I try hard to envision the apocalyptic inferno he wants us to see. But my mind isn’t there. It’s with Keith. When I’d told Jess the two of us had gone to the mall. That we were thinking about maybe getting Keith a stereo for his room, the look he had given me was less appreciative than I might have hoped. No doubt he saw it as a clumsy stab at male bonding. One I’m sure he thinks cost me nothing. And maybe he’s right. If the truth comes out it will be nothing new. Jess will just chalk it up as one more reason to be disappointed in me.

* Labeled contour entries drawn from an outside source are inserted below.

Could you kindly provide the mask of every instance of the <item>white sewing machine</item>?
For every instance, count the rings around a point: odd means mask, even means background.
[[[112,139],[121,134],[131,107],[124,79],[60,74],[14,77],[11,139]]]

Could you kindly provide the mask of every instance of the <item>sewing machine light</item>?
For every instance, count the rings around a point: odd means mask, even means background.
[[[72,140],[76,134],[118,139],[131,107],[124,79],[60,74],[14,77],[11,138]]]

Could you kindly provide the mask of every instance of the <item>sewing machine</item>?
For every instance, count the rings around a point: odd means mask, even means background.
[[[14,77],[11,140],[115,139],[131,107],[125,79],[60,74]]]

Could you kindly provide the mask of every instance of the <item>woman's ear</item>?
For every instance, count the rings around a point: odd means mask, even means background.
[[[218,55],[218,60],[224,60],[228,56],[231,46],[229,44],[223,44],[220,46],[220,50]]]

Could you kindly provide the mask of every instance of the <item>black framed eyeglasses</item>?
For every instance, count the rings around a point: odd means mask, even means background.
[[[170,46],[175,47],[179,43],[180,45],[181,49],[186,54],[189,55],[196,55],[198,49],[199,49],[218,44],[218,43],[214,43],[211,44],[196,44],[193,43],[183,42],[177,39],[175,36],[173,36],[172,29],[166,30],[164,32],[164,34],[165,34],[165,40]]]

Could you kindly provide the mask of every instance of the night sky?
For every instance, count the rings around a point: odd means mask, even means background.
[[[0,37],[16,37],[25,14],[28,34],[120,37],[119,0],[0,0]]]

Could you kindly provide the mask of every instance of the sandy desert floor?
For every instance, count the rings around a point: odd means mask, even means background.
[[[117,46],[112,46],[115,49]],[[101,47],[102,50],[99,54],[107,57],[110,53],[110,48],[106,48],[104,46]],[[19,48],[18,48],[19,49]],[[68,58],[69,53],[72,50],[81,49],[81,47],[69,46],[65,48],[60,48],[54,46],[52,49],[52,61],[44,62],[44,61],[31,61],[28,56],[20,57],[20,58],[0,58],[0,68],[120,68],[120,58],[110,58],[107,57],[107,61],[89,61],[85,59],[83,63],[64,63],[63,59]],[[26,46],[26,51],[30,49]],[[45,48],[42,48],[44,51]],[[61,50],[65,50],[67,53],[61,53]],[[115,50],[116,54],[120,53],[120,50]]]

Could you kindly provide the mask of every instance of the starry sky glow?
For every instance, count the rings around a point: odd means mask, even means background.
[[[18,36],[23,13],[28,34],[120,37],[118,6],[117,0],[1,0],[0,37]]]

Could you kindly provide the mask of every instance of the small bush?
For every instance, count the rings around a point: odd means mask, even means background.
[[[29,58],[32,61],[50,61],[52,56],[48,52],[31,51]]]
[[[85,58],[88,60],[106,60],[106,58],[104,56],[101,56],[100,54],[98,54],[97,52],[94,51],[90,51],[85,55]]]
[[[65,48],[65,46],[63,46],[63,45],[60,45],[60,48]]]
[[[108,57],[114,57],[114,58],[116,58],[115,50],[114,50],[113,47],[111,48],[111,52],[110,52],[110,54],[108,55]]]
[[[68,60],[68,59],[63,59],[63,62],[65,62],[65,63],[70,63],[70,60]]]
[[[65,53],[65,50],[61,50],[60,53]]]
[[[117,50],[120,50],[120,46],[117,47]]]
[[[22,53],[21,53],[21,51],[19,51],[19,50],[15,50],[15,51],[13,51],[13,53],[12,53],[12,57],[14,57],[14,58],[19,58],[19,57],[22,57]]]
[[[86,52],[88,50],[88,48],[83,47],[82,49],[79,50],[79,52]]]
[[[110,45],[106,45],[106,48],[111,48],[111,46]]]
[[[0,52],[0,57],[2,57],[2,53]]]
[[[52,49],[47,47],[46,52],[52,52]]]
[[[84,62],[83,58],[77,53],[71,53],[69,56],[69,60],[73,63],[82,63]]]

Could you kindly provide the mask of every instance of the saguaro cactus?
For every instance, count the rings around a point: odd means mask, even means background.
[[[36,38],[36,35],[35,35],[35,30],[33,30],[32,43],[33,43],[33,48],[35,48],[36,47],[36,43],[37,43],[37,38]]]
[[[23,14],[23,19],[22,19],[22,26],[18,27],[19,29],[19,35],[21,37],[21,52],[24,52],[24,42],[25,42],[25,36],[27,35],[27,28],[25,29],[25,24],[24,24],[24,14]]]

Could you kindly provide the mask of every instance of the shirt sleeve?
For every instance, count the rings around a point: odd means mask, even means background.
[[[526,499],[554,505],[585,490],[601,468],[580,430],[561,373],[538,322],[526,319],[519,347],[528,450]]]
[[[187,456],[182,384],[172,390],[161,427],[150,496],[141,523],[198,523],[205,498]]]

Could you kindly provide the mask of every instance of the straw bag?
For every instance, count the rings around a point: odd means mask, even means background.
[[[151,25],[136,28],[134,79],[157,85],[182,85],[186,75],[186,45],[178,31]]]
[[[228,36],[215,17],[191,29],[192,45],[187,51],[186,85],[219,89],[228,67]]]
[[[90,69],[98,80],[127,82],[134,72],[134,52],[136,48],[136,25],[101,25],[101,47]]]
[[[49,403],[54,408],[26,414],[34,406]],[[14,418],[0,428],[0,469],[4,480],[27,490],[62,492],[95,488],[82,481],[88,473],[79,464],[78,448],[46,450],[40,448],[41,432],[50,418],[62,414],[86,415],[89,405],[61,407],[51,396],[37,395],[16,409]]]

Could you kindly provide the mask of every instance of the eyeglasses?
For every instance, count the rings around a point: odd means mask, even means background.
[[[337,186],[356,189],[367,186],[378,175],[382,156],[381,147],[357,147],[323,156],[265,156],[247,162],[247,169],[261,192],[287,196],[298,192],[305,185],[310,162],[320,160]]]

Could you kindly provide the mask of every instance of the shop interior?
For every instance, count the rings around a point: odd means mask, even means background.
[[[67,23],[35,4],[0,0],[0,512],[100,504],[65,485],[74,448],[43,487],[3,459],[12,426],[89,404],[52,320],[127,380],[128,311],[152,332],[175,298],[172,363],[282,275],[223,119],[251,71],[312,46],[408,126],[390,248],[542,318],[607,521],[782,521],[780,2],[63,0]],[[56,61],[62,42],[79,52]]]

And in a way I am disappointed in myself. Not because of the lie. But because of what I didn’t say. What I really wanted to do was to take Keith aside and tell him about the period just before I met his mom. How I was getting old enough that life no longer felt liquid, but had started to settle in, to feel real. How nights became long and sleepless and how I began to spend them compulsively play-acting at time travel, rewriting my memories, recasting the past. I did it so often and in such detail that the alternate scenarios I spun out at night followed me into the day and I’d have to stop and remind myself they weren’t true. I even set rules for myself. No making millions off of predicting the World Series. No conniving with twenty-twenty hindsight to steal the prom queen from the captain of the football team. No heroics. No Hollywood B.S. It wasn’t that I wanted to go back and change things completely. That wasn’t it at all. I just wanted to go back. To go back and maybe say this word instead of that. Or else listen more closely. Pay more attention. Be less fearful. Less awkward. To handle myself and my life with just a little more grace. That’s what I wanted to give Keith, if even in just a small way—a chance to hit rewind.

Then the director yells “Action!” and I step up to the edge of the pit. My body is strobed for motion capture and the celestial pulse of the blue-screen is at my back. I take a quick breath, close my eyes and then, with all I have, I launch myself into the three short feet down to hell.